The Villages of Oconomowoc and Pewaukee also operated their own schools in the late nineteenth century. Oconomowoc rented spaces for public schools in the 1840s and opened its own building in 1854. The village grew as roads were extended from Milwaukee, Waukesha, and Pewaukee. A new school that accommodated ten grades, including high school grades, opened in 1877. The school had one male principal teacher, five female assistant teachers, and a little more than three hundred students in 1879. Oconomowoc built a separate high school between 1922 and 1923. The building is no longer used as a school but is on the National Register of Historic Places. Pewaukee’s school moved out of its temporary quarters in 1848. It also operated a high school in the 1870s. The high school had one teacher and eighty-nine students, one of whom was older than age twenty. The average daily attendance was only thirty-three. Oconomowoc currently operates one high school, two middle schools, and five elementary schools, whereas Pewaukee has one high school, one middle school, and two elementary schools.[15]

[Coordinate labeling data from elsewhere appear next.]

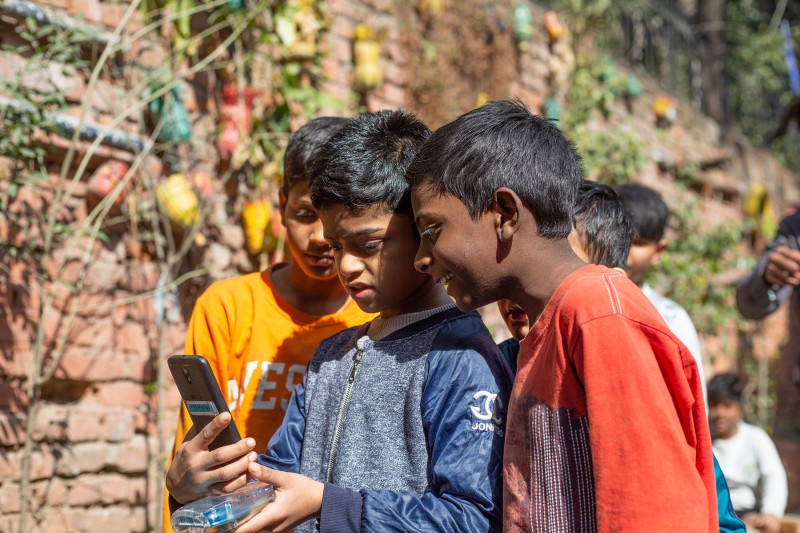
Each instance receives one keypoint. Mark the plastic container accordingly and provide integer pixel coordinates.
(222, 513)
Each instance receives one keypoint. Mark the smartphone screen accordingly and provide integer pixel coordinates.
(201, 395)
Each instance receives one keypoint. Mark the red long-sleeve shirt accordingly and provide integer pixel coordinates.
(606, 425)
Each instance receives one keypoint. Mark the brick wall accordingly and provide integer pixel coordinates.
(105, 421)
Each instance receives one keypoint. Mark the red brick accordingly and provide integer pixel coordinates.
(87, 457)
(139, 368)
(137, 491)
(115, 488)
(103, 276)
(141, 276)
(9, 465)
(9, 524)
(60, 4)
(84, 425)
(96, 332)
(87, 364)
(394, 73)
(13, 396)
(119, 393)
(131, 338)
(51, 423)
(118, 426)
(86, 9)
(42, 465)
(17, 365)
(55, 491)
(131, 457)
(12, 430)
(87, 490)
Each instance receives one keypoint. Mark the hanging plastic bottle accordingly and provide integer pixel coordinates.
(255, 221)
(179, 201)
(555, 29)
(367, 53)
(665, 110)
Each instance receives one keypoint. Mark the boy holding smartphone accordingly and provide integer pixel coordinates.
(258, 332)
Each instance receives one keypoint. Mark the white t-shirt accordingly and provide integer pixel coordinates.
(681, 325)
(752, 466)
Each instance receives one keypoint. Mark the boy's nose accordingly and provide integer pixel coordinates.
(349, 266)
(317, 234)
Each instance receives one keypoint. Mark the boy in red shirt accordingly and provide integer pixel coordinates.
(606, 425)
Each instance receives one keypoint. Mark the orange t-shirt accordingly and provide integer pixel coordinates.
(258, 346)
(607, 428)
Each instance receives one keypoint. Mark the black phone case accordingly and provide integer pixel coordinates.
(201, 395)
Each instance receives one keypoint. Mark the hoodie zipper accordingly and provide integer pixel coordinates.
(342, 410)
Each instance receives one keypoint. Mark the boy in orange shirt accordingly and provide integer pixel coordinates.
(259, 330)
(606, 428)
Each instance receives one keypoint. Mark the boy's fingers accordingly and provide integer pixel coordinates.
(267, 475)
(232, 452)
(211, 430)
(232, 485)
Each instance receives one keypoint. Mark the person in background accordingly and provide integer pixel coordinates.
(398, 424)
(774, 281)
(601, 234)
(258, 332)
(747, 455)
(650, 216)
(492, 194)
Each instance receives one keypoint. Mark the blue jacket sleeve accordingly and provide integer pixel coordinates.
(463, 410)
(728, 521)
(283, 449)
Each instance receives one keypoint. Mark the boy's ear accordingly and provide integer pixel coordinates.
(507, 210)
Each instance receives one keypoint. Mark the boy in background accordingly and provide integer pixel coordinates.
(650, 216)
(398, 424)
(601, 234)
(750, 460)
(259, 330)
(492, 194)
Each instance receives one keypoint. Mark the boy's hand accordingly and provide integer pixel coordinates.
(195, 471)
(783, 267)
(297, 498)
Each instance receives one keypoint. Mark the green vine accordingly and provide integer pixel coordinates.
(692, 269)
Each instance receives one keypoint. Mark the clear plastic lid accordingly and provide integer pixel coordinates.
(222, 513)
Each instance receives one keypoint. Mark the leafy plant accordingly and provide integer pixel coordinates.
(692, 269)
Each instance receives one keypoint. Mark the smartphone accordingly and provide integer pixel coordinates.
(201, 395)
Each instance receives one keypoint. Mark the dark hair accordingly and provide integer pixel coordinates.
(647, 209)
(365, 163)
(304, 145)
(725, 387)
(502, 144)
(603, 225)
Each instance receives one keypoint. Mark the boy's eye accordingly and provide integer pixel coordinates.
(371, 246)
(306, 214)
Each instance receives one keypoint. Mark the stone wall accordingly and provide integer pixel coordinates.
(105, 421)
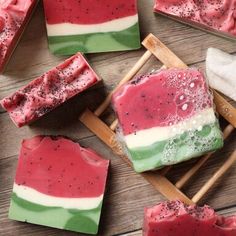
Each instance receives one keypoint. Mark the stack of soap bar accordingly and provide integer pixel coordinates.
(166, 117)
(91, 26)
(50, 90)
(177, 219)
(59, 184)
(14, 16)
(215, 16)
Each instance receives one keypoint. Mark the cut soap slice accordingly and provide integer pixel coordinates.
(50, 90)
(166, 117)
(214, 16)
(177, 219)
(59, 184)
(91, 26)
(14, 16)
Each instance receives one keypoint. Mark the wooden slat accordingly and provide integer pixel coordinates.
(139, 64)
(192, 171)
(158, 181)
(128, 193)
(162, 53)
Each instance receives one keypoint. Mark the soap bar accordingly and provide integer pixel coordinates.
(221, 70)
(165, 118)
(14, 16)
(50, 90)
(214, 16)
(91, 26)
(59, 184)
(177, 219)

As Milwaukee residents migrated to the eastern Waukesha suburbs, new school districts were organized and the county district became unnecessary. The new district boundaries reflected settlement patterns which did not always correspond to municipal boundaries. Children in New Berlin, for example, may attend school in New Berlin, Brookfield, Muskego, or West Allis. This is because the New Berlin district did not exist until 1960. It was the result of a consolidation of nine elementary school districts. At the time, children in some neighborhoods already attended schools in adjacent communities and the district lines were drawn to reflect that fact. New Berlin operates two middle/high schools (grades 7-12) and four elementary schools. The Elmbrook school district serves students in the City and Town of Brookfield, the Village of Elm Grove, and a small portion of the City of New Berlin. It was created in 1964 when voters in Brookfield and Elm Grove approved a referendum that consolidated several elementary school districts and a jointly operated high school. The Elmbook district has two high schools, two middle schools, five elementary schools, and one school for students with special needs. Finally, the Muskego-Norway district operates Muskego High School, two middle schools, and five elementary schools.[16]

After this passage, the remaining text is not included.